A Python and C library with no external dependencies for translating DNA sequences into protein sequences using different translation tables (aka genetic codes).



The [NCBI Genetic Codes](https://www.ncbi.nlm.nih.gov/Taxonomy/Utils/wprintgc.cgi?chapter=tgencodes#SG1) are central to working with alternate genetic codes. This Python tool kit includes a library that exposes the genetic codes so you can query a codon and get its variants or query a code and get its table. We also provide fast mechanisms to translate DNA sequences into protein sequences using the translation table of your choice.



# Current genetic codes:

1. The Standard Code (transl_table=1). By default all transl_table in GenBank flatfiles are equal to id 1, and this is not shown. When transl_table is not equal to id 1, it is shown as a qualifier on the CDS feature.

2. The Vertebrate Mitochondrial Code (transl_table=2)

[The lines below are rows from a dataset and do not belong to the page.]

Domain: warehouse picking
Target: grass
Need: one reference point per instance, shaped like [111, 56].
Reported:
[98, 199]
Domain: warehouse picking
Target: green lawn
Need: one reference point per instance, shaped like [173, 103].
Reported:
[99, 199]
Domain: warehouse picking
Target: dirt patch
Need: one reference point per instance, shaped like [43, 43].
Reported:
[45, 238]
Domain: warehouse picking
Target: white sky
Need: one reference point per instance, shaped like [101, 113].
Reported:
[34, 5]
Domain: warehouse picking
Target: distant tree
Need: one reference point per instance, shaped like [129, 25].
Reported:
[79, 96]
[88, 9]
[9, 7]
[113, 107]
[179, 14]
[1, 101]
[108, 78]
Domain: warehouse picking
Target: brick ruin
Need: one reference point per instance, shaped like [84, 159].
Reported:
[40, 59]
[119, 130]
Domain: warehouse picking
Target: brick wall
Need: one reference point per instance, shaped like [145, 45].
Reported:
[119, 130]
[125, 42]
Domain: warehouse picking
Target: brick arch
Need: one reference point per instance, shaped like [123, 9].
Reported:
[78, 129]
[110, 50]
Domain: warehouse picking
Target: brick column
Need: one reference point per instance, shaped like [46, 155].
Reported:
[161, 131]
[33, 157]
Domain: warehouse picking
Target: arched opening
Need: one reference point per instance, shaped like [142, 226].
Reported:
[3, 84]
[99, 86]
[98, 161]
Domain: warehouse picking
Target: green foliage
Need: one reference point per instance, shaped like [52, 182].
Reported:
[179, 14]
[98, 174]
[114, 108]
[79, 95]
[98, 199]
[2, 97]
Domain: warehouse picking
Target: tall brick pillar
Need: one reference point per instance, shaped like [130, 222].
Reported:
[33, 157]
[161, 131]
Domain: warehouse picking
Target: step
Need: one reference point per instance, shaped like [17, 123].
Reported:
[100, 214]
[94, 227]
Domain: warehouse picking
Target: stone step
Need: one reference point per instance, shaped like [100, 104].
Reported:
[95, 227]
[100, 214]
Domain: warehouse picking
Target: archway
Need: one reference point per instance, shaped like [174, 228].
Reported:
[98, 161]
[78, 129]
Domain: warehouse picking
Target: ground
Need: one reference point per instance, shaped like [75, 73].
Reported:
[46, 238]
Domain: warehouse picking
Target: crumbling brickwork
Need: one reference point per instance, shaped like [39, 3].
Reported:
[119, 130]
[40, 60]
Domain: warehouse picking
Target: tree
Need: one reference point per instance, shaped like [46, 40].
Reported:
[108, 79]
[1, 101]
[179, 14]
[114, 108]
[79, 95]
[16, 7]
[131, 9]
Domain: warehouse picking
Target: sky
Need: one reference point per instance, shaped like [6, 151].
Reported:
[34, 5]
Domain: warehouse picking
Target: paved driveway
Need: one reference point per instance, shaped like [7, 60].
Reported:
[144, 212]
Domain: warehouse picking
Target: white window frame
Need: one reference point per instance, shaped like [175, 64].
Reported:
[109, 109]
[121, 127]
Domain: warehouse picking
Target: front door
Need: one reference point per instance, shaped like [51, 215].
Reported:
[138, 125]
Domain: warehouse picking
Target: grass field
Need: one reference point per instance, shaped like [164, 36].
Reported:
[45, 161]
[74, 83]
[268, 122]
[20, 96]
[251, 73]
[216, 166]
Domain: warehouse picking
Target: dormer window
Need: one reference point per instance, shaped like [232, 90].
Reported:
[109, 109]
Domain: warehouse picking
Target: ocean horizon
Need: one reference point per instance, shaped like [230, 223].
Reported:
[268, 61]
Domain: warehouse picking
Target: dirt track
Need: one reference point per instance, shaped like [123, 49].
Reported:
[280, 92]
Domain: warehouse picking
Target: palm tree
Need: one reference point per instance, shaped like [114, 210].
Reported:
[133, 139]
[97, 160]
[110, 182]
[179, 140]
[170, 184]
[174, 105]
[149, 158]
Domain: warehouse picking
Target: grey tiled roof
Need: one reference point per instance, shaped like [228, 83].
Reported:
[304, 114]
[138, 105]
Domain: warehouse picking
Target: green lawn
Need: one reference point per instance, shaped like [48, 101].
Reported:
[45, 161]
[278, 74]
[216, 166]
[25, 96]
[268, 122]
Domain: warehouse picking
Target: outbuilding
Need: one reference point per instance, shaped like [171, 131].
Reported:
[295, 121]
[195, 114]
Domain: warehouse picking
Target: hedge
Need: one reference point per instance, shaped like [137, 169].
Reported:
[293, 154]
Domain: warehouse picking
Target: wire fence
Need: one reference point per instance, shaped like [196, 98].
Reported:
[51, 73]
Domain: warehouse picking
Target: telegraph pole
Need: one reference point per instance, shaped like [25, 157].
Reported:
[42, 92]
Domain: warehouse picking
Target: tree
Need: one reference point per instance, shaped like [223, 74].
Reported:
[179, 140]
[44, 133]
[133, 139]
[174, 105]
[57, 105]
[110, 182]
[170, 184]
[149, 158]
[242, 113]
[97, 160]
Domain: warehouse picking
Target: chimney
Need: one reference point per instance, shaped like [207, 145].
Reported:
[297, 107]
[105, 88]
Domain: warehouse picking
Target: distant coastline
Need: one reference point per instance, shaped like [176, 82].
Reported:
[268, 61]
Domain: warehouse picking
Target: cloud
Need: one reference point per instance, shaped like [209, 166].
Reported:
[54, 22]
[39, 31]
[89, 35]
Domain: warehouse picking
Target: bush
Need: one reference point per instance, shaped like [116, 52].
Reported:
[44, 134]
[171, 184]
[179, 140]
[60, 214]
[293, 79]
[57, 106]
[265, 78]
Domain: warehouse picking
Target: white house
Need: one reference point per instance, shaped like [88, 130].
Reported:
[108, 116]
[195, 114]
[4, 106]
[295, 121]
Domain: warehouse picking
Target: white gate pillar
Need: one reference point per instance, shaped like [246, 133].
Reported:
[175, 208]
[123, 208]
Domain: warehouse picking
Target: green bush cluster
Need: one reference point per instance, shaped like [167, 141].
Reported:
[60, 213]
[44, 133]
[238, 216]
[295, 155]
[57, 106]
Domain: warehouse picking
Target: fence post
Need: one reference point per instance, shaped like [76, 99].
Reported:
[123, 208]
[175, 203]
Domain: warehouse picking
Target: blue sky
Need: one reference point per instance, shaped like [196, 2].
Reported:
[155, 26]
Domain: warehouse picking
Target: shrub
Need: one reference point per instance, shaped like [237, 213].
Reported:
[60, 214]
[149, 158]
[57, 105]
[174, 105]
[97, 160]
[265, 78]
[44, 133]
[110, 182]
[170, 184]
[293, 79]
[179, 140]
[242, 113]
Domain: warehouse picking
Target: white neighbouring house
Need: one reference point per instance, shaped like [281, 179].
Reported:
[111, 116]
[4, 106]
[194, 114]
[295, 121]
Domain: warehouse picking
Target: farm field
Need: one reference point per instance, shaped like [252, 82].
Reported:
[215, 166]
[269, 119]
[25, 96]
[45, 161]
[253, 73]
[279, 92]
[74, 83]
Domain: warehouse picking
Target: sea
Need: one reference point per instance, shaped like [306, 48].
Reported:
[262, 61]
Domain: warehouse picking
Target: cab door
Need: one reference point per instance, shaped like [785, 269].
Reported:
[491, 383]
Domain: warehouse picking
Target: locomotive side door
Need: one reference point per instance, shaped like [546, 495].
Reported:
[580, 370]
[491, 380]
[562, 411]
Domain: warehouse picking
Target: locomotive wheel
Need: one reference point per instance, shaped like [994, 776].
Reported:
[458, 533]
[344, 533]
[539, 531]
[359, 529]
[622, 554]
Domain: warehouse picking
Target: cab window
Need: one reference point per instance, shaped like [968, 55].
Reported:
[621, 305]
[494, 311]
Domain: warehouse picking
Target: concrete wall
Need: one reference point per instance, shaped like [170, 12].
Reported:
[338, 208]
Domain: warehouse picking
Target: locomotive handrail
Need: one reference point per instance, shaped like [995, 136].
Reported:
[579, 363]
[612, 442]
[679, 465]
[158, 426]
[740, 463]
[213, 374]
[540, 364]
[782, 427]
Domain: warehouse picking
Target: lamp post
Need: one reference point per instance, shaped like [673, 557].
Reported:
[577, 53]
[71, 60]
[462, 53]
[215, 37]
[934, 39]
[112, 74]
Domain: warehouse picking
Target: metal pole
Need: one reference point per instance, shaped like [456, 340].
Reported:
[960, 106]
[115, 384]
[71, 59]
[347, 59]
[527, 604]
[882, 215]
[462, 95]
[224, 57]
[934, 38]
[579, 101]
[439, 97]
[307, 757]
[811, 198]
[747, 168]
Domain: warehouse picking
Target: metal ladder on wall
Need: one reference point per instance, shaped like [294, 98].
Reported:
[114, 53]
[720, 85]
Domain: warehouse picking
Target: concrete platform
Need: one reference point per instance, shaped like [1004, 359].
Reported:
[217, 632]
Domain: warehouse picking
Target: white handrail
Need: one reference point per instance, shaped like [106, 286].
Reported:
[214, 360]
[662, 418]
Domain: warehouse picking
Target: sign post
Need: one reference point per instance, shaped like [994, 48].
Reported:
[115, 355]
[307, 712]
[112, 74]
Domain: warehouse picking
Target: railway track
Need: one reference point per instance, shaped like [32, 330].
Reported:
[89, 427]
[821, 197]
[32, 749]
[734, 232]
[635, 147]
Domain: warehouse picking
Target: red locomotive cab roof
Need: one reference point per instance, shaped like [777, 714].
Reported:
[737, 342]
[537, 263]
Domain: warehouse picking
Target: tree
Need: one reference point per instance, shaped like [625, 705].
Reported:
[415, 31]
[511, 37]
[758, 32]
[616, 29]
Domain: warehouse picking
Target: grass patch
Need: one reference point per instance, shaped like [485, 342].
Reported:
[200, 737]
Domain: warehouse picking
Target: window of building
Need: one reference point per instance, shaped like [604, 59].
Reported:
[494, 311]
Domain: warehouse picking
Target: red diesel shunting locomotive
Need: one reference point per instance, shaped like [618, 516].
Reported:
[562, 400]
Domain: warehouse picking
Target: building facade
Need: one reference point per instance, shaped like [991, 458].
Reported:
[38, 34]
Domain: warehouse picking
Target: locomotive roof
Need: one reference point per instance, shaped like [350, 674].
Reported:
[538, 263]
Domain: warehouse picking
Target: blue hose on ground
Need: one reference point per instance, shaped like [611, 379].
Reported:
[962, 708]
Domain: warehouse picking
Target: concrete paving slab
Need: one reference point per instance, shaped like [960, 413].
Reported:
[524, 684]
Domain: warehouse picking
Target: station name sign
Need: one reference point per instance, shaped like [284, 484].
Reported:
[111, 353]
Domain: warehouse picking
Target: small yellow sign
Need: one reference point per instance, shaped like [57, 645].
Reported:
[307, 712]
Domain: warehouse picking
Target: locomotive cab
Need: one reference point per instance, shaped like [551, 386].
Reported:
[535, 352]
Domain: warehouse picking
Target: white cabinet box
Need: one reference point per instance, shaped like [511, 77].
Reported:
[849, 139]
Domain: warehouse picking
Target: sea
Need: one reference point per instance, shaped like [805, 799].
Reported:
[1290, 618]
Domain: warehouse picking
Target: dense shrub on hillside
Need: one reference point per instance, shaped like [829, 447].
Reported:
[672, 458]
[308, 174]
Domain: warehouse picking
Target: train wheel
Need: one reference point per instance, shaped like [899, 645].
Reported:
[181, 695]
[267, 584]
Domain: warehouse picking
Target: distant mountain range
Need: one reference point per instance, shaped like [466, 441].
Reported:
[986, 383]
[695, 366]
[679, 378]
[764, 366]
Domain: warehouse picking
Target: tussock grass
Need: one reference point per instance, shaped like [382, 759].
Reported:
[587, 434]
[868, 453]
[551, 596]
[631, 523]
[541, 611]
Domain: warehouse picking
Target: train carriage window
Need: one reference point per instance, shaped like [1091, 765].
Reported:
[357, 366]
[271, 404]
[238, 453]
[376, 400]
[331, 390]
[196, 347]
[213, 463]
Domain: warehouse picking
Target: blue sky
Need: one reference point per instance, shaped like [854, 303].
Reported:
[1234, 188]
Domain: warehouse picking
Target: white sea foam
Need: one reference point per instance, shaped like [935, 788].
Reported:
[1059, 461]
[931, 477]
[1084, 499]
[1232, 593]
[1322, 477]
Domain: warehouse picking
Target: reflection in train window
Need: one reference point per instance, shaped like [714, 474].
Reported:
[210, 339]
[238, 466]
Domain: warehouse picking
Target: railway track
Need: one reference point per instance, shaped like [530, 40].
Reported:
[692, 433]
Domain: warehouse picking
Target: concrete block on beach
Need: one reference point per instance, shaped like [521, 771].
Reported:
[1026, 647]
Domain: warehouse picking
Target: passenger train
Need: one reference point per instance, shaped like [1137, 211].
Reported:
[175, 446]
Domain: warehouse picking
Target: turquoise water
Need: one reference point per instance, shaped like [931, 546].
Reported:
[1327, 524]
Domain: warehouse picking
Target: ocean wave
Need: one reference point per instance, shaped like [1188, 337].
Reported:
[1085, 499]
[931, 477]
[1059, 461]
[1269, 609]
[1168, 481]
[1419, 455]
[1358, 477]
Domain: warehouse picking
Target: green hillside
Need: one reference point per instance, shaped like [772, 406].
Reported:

3. The Yeast Mitochondrial Code (transl_table=3)

4. The Mold, Protozoan, and Coelenterate Mitochondrial Code and the Mycoplasma/Spiroplasma Code (transl_table=4)

5. The Invertebrate Mitochondrial Code (transl_table=5)

6. The Ciliate, Dasycladacean and Hexamita Nuclear Code (transl_table=6)

9. The Echinoderm and Flatworm Mitochondrial Code (transl_table=9)

10. The Euplotid Nuclear Code (transl_table=10)

11. The Bacterial, Archaeal and Plant Plastid Code (transl_table=11)

12. The Alternative Yeast Nuclear Code (transl_table=12)

13. The Ascidian Mitochondrial Code (transl_table=13)

14. The Alternative Flatworm Mitochondrial Code (transl_table=14)

15. Blepharisma Nuclear Code (transl_table=15)

16. Chlorophycean Mitochondrial Code (transl_table=16)

21. Trematode Mitochondrial Code (transl_table=21)

22. Scenedesmus obliquus Mitochondrial Code (transl_table=22)

23. Thraustochytrium Mitochondrial Code (transl_table=23)

It is the similar to the bacterial code (transl_table 11) but it contains an additional stop codon (TTA) and also has a different set of start codons.

24. Rhabdopleuridae Mitochondrial Code (transl_table=24)

25. Candidate Division SR1 and Gracilibacteria Code (transl_table=25)

26. Pachysolen tannophilus Nuclear Code (transl_table=26)

27. Karyorelict Nuclear Code (transl_table=27)

28. Condylostoma Nuclear Code (transl_table=28)

29. Mesodinium Nuclear Code (transl_table=29)

30. Peritrich Nuclear Code (transl_table=30)

31. Blastocrithidia Nuclear Code (transl_table=31)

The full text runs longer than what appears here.